Eine 23 – jährige Patientin, die durch Entfernung eine großen Hämangioms im Lippen-Nasenbereich vollkommen entstellt war, erhielt eine nasolabiale Lappenplastik zur Deckung des großen Defektes. Sie trug vor der Operation immer eine Gesichtsmaske, um den großen Defekt zu verstecken. Sie war dankbar und überglücklich über das Ergebnis ihrer Operation und blickt nun noch mit Hoffnung einem weiteren Eingriff an der Nase entgegen. Alle Eingriffe wurden in Intubationsnarkose, zum Teil mit nasotrachealer Intubation durchgeführt.
Mein Part in der Anästhesie bei diesem Einsatz war die Ausbildung des einheimischen Anästhesisten in der Kinderanästhesie. Diese erfordert eine besondere Qualifikation. Außerdem unterstützte ich den einheimischen Kollegen bei anderen anästhesiologischen Herausforderungen wie z.B. schwierige Intubation oder die Handhabung von Videolaryngskopie. Ebenso bildete ich einen einheimischen Medical Officer in anästhesiologischen Grundlagen und Tätigkeiten aus, da er sich auf das nepalesische Examen zur Anerkennung einer Facharztausbildung und -tätigkeit vorbereiten möchte.
Nach der Abreise von Michael Bergermann unterstützte ich meine Kollegen weiter im täglichen OP – Programm bei der Durchführung von Narkosen in der Plastischen Chirurgie (Debridements, Lappenplastiken bei Dekubitus, unfallchirurgischen Eingriffen, Leistenhernienoperationen und gynäkologischen Eingriffen). Hier wurde das gesamte Spektrum der Anästhesieverfahren angewendet wie die Ultraschall – gesteuerte Regionalanästhesie, Spinalanästhesien, intravenöse Narkosen und Monitored Anesthesia Care.
Bei meinen Einsätzen erlebe ich Schicksale, die ich in Deutschland nur selten oder gar nicht zu sehen bekomme und die mich immer noch sehr bewegen. Besonders berühren mich die vielen Kinder mit Verbrühungen und Verbrennungen. Meist geschehen diese Unfälle in armen sozial schwachen Familien, die zum Teil noch mit offenem Feuer heizen und Kerosinkocher benutzen.
Oft sind die Kinder unbeaufsichtigt, da die Eltern Feld- oder Hausarbeit leisten müssen.
Ich erlebte 2 Patienten nach Suizidversuchen mit Pflanzenschutzmitteln (Alkylphosphaten); in Nepal ist dies eine häufige Art sich zu suizidieren. Oft sind Armut und Verzweiflung über die eigene soziale Situation Gründe dafür. Leider verloren wir beide Patienten trotz intensivmedizinischer Behandlung.
Dr. André Borsche war während meines Aufenthaltes 7 Tage vor allem wegen Gesprächen über die weitere Zukunftsgestaltung am Hospital. Er führte auch Operationen wie eine Gluteal-Lappenplastik und Narbenkorrekturen durch.

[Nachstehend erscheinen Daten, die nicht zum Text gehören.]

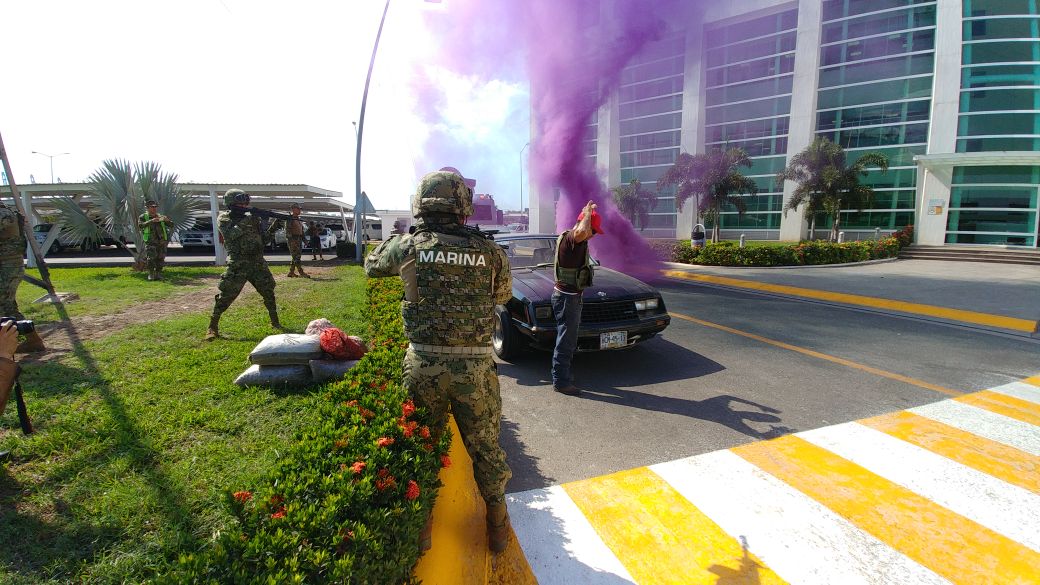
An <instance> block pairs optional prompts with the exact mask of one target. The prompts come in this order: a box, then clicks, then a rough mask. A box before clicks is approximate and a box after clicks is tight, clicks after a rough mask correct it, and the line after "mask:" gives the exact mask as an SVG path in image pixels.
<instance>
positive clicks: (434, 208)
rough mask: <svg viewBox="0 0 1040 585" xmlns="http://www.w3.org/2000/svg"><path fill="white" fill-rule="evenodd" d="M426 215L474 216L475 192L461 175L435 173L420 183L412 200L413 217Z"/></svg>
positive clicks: (420, 216)
mask: <svg viewBox="0 0 1040 585" xmlns="http://www.w3.org/2000/svg"><path fill="white" fill-rule="evenodd" d="M426 213H450V214H453V215H466V217H469V215H472V214H473V192H472V190H470V188H469V186H468V185H467V184H466V181H465V180H464V179H463V178H462V175H460V174H459V173H452V172H450V171H435V172H433V173H427V174H426V175H425V176H423V177H422V180H420V181H419V187H418V188H417V189H415V197H413V198H412V215H413V217H415V218H421V217H422V215H425V214H426Z"/></svg>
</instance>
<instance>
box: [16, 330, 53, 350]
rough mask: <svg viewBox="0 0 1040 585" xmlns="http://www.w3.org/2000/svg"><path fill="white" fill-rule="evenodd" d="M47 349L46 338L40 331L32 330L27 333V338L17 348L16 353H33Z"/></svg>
mask: <svg viewBox="0 0 1040 585" xmlns="http://www.w3.org/2000/svg"><path fill="white" fill-rule="evenodd" d="M44 351H47V346H45V345H44V338H43V337H41V336H40V333H36V332H35V331H30V332H29V333H26V334H25V340H24V341H22V342H21V344H19V345H18V347H17V348H15V353H17V354H31V353H35V352H44Z"/></svg>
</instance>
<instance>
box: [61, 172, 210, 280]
mask: <svg viewBox="0 0 1040 585" xmlns="http://www.w3.org/2000/svg"><path fill="white" fill-rule="evenodd" d="M87 182H88V183H89V184H90V187H92V189H93V190H94V207H93V208H90V209H83V208H82V207H80V205H79V203H78V202H77V201H75V200H73V199H72V198H69V197H63V198H58V199H57V200H55V201H54V206H55V207H56V208H57V209H58V210H59V211H61V219H62V221H63V226H62V228H61V229H62V231H64V232H66V233H69V234H70V235H72V236H74V237H76V238H77V239H93V240H95V241H100V240H101V239H102V238H103V237H105V236H107V237H108V238H111V239H112V240H113V241H115V243H116V246H119V247H120V248H121V249H122V250H124V251H125V252H127V253H128V254H130V255H131V256H132V257H133V259H134V263H133V269H134V270H135V271H139V270H144V265H145V238H144V235H142V234H141V232H140V230H139V229H137V218H138V217H139V215H140V214H141V213H144V212H145V202H146V201H148V200H149V199H154V200H155V201H156V202H157V203H158V204H159V211H160V212H161V213H163V214H164V215H166V217H167V218H170V219H171V220H172V221H173V222H174V230H178V229H184V228H187V227H190V225H191V223H192V221H193V220H192V212H193V211H197V210H199V209H200V208H201V203H199V202H198V201H197V200H194V199H192V198H191V197H189V196H188V195H187V194H184V193H181V190H180V188H179V187H178V186H177V175H176V174H174V173H164V172H163V171H162V168H161V167H160V166H159V163H157V162H151V161H142V162H137V163H136V164H131V163H130V162H129V161H127V160H105V161H104V162H103V163H102V166H101V168H100V169H98V170H97V171H95V172H94V174H93V175H90V177H89V179H87ZM128 240H129V241H133V245H134V249H133V250H130V248H128V247H127V246H126V243H127V241H128Z"/></svg>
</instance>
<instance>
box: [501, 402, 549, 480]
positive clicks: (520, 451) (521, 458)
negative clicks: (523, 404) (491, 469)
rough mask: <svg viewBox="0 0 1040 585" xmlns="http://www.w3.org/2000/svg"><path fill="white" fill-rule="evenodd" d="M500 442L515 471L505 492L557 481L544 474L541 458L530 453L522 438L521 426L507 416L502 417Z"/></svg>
mask: <svg viewBox="0 0 1040 585" xmlns="http://www.w3.org/2000/svg"><path fill="white" fill-rule="evenodd" d="M498 443H499V444H501V446H502V450H503V451H505V453H506V456H508V459H506V461H505V462H506V463H509V465H510V469H511V470H512V472H513V478H512V479H511V480H510V482H509V483H508V484H506V485H505V492H506V493H512V492H514V491H524V490H526V489H535V488H538V487H545V486H547V485H552V484H554V483H556V479H555V478H553V477H549V476H546V475H543V474H542V472H541V469H540V468H539V465H538V462H539V458H538V457H535V456H534V455H530V453H529V452H528V451H527V446H526V444H524V442H523V441H522V440H521V439H520V429H519V426H518V425H517V424H516V423H514V422H512V421H508V419H505V418H502V426H501V431H500V433H499V435H498Z"/></svg>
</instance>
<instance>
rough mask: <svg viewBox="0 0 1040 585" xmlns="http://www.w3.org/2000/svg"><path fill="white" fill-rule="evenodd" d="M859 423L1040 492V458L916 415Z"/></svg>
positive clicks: (887, 415)
mask: <svg viewBox="0 0 1040 585" xmlns="http://www.w3.org/2000/svg"><path fill="white" fill-rule="evenodd" d="M859 424H861V425H865V426H867V427H870V428H873V429H876V430H878V431H881V432H883V433H888V434H889V435H891V436H893V437H895V438H899V439H902V440H905V441H907V442H909V443H912V444H916V446H917V447H920V448H922V449H927V450H929V451H931V452H932V453H935V454H937V455H942V456H943V457H945V458H947V459H952V460H954V461H957V462H958V463H960V464H962V465H966V466H968V467H971V468H972V469H977V470H979V472H982V473H984V474H987V475H990V476H993V477H994V478H996V479H998V480H1002V481H1005V482H1007V483H1010V484H1012V485H1017V486H1018V487H1022V488H1024V489H1029V490H1030V491H1032V492H1034V493H1040V457H1037V456H1036V455H1033V454H1032V453H1026V452H1024V451H1021V450H1018V449H1015V448H1013V447H1009V446H1006V444H1002V443H999V442H996V441H993V440H989V439H986V438H983V437H980V436H978V435H974V434H972V433H969V432H966V431H962V430H960V429H957V428H954V427H951V426H948V425H944V424H942V423H939V422H938V421H933V419H931V418H928V417H926V416H920V415H917V414H914V413H913V412H906V411H903V412H894V413H892V414H884V415H881V416H875V417H873V418H865V419H863V421H860V422H859Z"/></svg>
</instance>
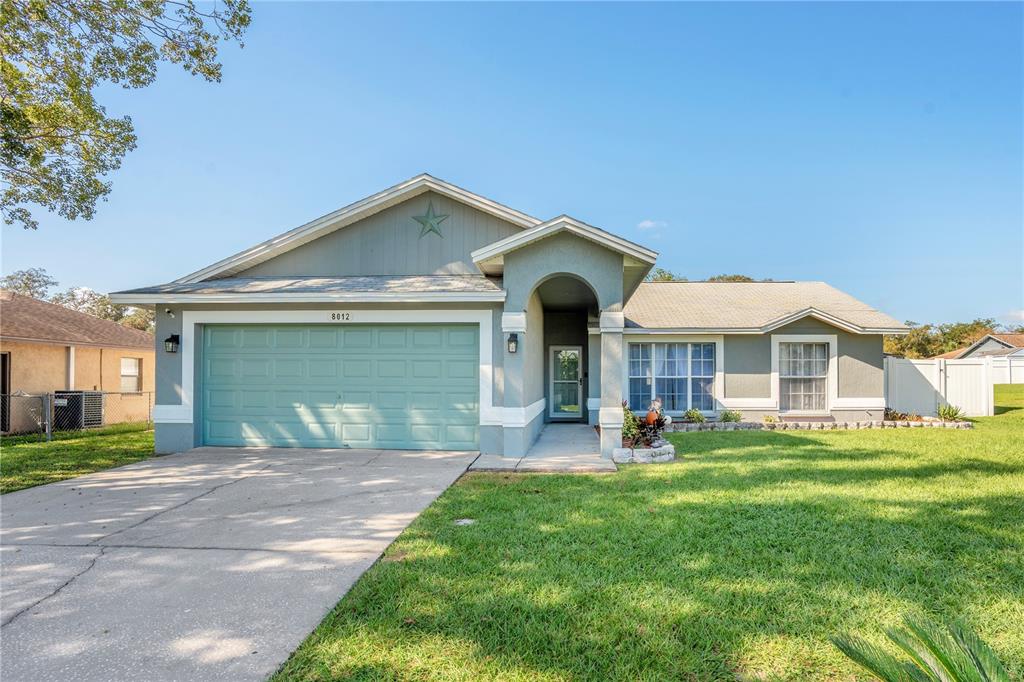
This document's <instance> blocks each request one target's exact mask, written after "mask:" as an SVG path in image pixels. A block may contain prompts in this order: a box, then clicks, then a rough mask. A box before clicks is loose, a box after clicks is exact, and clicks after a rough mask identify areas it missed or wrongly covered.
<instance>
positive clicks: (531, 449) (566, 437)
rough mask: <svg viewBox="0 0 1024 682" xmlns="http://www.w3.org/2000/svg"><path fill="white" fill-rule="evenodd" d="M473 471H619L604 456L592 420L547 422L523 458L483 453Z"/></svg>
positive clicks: (596, 433) (475, 465) (582, 471)
mask: <svg viewBox="0 0 1024 682" xmlns="http://www.w3.org/2000/svg"><path fill="white" fill-rule="evenodd" d="M470 470H471V471H548V472H551V471H563V472H600V471H615V465H614V464H612V462H611V460H606V459H603V458H602V457H601V443H600V440H599V438H598V436H597V431H596V430H595V429H594V427H593V426H590V425H589V424H547V425H545V427H544V430H543V431H541V435H540V437H539V438H538V439H537V442H535V443H534V446H532V447H530V449H529V452H528V453H526V456H525V457H523V458H521V459H516V458H514V457H501V456H499V455H481V456H480V457H479V458H477V460H476V461H475V462H473V464H472V466H470Z"/></svg>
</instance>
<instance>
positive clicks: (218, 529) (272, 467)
mask: <svg viewBox="0 0 1024 682" xmlns="http://www.w3.org/2000/svg"><path fill="white" fill-rule="evenodd" d="M475 457H476V453H413V452H395V451H348V450H345V451H325V450H315V451H307V450H273V449H266V450H256V449H254V450H246V449H227V447H219V449H200V450H195V451H191V452H189V453H185V454H182V455H172V456H169V457H162V458H157V459H153V460H150V461H147V462H140V463H137V464H132V465H129V466H126V467H121V468H118V469H111V470H109V471H103V472H100V473H96V474H91V475H88V476H82V477H80V478H74V479H71V480H67V481H62V482H59V483H51V484H49V485H42V486H39V487H34V488H30V489H27V491H20V492H17V493H10V494H8V495H4V496H3V498H2V524H0V528H2V530H0V569H2V582H0V589H2V593H0V628H2V630H0V678H2V679H3V681H4V682H17V681H20V680H32V681H33V682H43V681H45V680H79V681H83V680H85V681H87V680H146V681H147V682H158V681H162V680H263V679H265V678H266V677H267V676H269V675H270V674H272V673H273V671H274V670H276V669H278V667H279V666H280V665H281V664H282V663H284V662H285V660H286V659H287V658H288V656H289V654H290V653H291V652H292V651H293V650H294V649H295V648H296V647H297V646H298V645H299V644H300V643H301V642H302V640H303V639H304V638H305V637H306V636H307V635H308V634H309V633H310V632H311V631H312V629H313V628H315V627H316V625H317V624H318V623H319V622H321V620H322V619H323V617H324V616H325V615H326V614H327V612H328V611H329V610H330V609H331V608H332V607H333V606H334V604H335V603H336V602H337V601H338V599H340V598H341V597H342V595H344V594H345V592H347V591H348V589H349V588H350V587H351V586H352V584H353V583H354V582H355V581H356V579H358V578H359V576H360V574H361V573H362V572H364V571H365V570H366V569H367V568H369V567H370V566H371V565H372V564H373V563H374V561H376V560H377V558H378V557H379V556H380V555H381V553H382V552H383V550H384V549H385V548H386V547H387V546H388V545H389V544H390V543H391V541H393V540H394V538H395V537H396V536H397V535H398V534H399V532H401V530H402V529H404V528H406V526H407V525H408V524H409V523H410V521H412V520H413V519H414V518H416V516H417V515H418V514H419V513H420V512H421V511H422V510H423V509H424V508H425V507H427V505H429V504H430V503H431V502H432V501H433V500H434V499H435V498H436V497H437V496H438V495H440V494H441V492H443V491H444V489H445V488H446V487H447V486H449V485H451V484H452V483H453V482H454V481H455V480H456V479H457V478H458V477H459V476H460V475H461V474H462V473H463V472H464V471H465V470H466V467H467V466H468V465H469V464H470V462H472V461H473V459H474V458H475Z"/></svg>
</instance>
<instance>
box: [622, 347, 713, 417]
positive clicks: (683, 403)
mask: <svg viewBox="0 0 1024 682" xmlns="http://www.w3.org/2000/svg"><path fill="white" fill-rule="evenodd" d="M629 374H630V376H629V380H630V409H631V410H633V411H634V412H643V411H645V410H647V407H648V406H649V404H650V401H651V400H652V399H653V398H655V397H659V398H662V403H663V408H664V409H665V410H666V411H667V412H685V411H687V410H689V409H690V408H695V409H697V410H700V411H702V412H712V411H714V410H715V344H714V343H631V344H630V358H629Z"/></svg>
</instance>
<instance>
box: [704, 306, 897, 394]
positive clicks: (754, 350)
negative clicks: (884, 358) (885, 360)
mask: <svg viewBox="0 0 1024 682" xmlns="http://www.w3.org/2000/svg"><path fill="white" fill-rule="evenodd" d="M773 334H794V335H799V334H810V335H813V334H829V335H835V336H836V337H837V343H838V344H839V348H838V349H837V363H838V367H837V376H838V379H839V397H841V398H843V397H882V396H883V394H884V393H885V370H884V364H883V357H884V355H883V351H882V335H881V334H851V333H849V332H846V331H843V330H841V329H837V328H835V327H833V326H831V325H827V324H825V323H823V322H820V321H818V319H814V318H813V317H805V318H804V319H798V321H797V322H795V323H792V324H790V325H786V326H784V327H780V328H778V329H776V330H774V331H772V332H771V333H769V334H759V335H740V334H731V335H730V334H727V335H725V345H724V352H725V396H724V397H725V398H726V399H729V398H764V397H770V396H771V337H772V335H773Z"/></svg>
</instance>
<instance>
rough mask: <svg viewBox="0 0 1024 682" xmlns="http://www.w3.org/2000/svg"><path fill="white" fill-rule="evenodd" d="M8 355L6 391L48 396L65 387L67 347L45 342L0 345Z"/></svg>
mask: <svg viewBox="0 0 1024 682" xmlns="http://www.w3.org/2000/svg"><path fill="white" fill-rule="evenodd" d="M0 351H2V352H9V353H10V391H11V392H12V393H16V392H17V391H24V392H26V393H48V392H50V391H53V390H63V389H66V388H68V369H67V363H68V348H67V347H66V346H58V345H51V344H48V343H22V342H18V341H2V342H0Z"/></svg>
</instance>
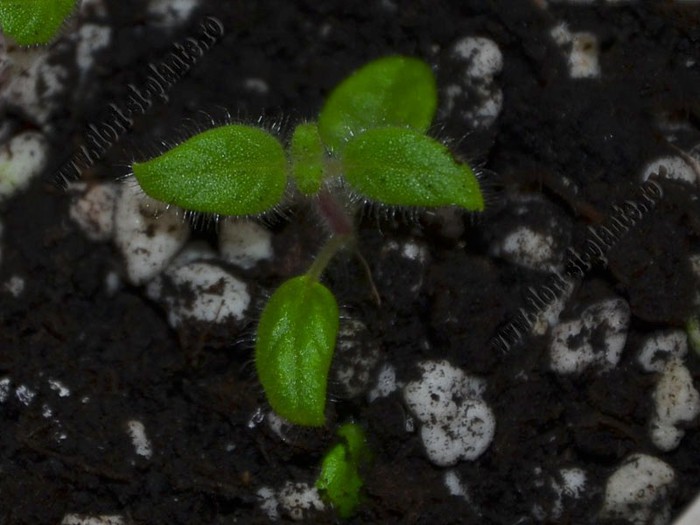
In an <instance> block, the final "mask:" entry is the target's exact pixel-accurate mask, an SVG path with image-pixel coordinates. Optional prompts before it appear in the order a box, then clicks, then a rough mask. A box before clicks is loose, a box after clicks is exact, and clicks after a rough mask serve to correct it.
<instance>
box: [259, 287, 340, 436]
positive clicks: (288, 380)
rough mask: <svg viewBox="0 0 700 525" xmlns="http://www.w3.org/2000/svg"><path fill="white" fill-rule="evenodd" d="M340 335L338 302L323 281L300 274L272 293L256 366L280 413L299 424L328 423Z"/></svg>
mask: <svg viewBox="0 0 700 525" xmlns="http://www.w3.org/2000/svg"><path fill="white" fill-rule="evenodd" d="M337 335H338V306H337V304H336V301H335V298H334V297H333V294H332V293H331V292H330V291H329V290H328V289H327V288H326V287H325V286H323V285H322V284H320V283H319V282H317V281H315V280H313V279H311V278H309V277H307V276H301V277H295V278H293V279H290V280H288V281H286V282H285V283H284V284H282V286H280V287H279V288H278V289H277V290H276V291H275V293H274V294H272V297H271V298H270V300H269V301H268V303H267V305H266V306H265V308H264V310H263V313H262V316H261V318H260V322H259V324H258V330H257V339H256V343H255V365H256V367H257V371H258V377H259V379H260V382H261V383H262V386H263V389H264V390H265V395H266V396H267V400H268V401H269V403H270V405H271V406H272V408H273V409H274V411H275V412H277V413H278V414H279V415H280V416H282V417H283V418H285V419H287V420H289V421H291V422H292V423H295V424H297V425H308V426H320V425H323V423H324V422H325V416H324V409H325V406H326V385H327V381H328V369H329V368H330V365H331V359H332V357H333V351H334V349H335V340H336V337H337Z"/></svg>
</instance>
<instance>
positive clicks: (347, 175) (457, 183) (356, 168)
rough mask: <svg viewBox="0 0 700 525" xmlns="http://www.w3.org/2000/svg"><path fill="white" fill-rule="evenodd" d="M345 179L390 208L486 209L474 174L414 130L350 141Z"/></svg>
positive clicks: (370, 134) (347, 151) (345, 168)
mask: <svg viewBox="0 0 700 525" xmlns="http://www.w3.org/2000/svg"><path fill="white" fill-rule="evenodd" d="M342 164H343V170H344V175H345V179H346V180H347V182H348V183H349V184H350V186H351V187H352V188H353V189H354V190H356V191H357V192H358V193H359V194H360V195H362V196H364V197H366V198H368V199H370V200H374V201H378V202H381V203H384V204H390V205H399V206H423V207H438V206H448V205H455V206H460V207H462V208H465V209H467V210H471V211H481V210H483V209H484V198H483V195H482V193H481V189H480V188H479V182H478V180H477V179H476V177H475V175H474V172H473V171H472V169H471V168H470V167H469V166H468V165H467V164H463V163H460V162H457V161H456V160H455V159H454V158H453V156H452V154H451V153H450V151H449V150H448V149H447V148H446V147H445V146H444V145H443V144H441V143H439V142H437V141H436V140H434V139H432V138H430V137H428V136H427V135H424V134H422V133H419V132H417V131H414V130H411V129H408V128H380V129H374V130H369V131H367V132H365V133H363V134H361V135H359V136H357V137H355V138H353V139H352V140H350V141H349V142H348V145H347V146H346V148H345V151H344V152H343V156H342Z"/></svg>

Die Atmosphäre am SKMH war wie immer harmonisch und sehr freundschaftlich.
Als Gäste werden wir jedes Mal als Teil der Familie betrachtet und angenommen. Das macht alle Herausforderungen leichter.
Für das engagierte Hospitalteam stehen Empathie und Hingabe für Patienten und ihre Angehörigen, die oft Monate am Hospital verbringen müssen im Vordergrund. Über der schönen Anlage des Hospitals herrscht immer eine friedliche Atmosphäre.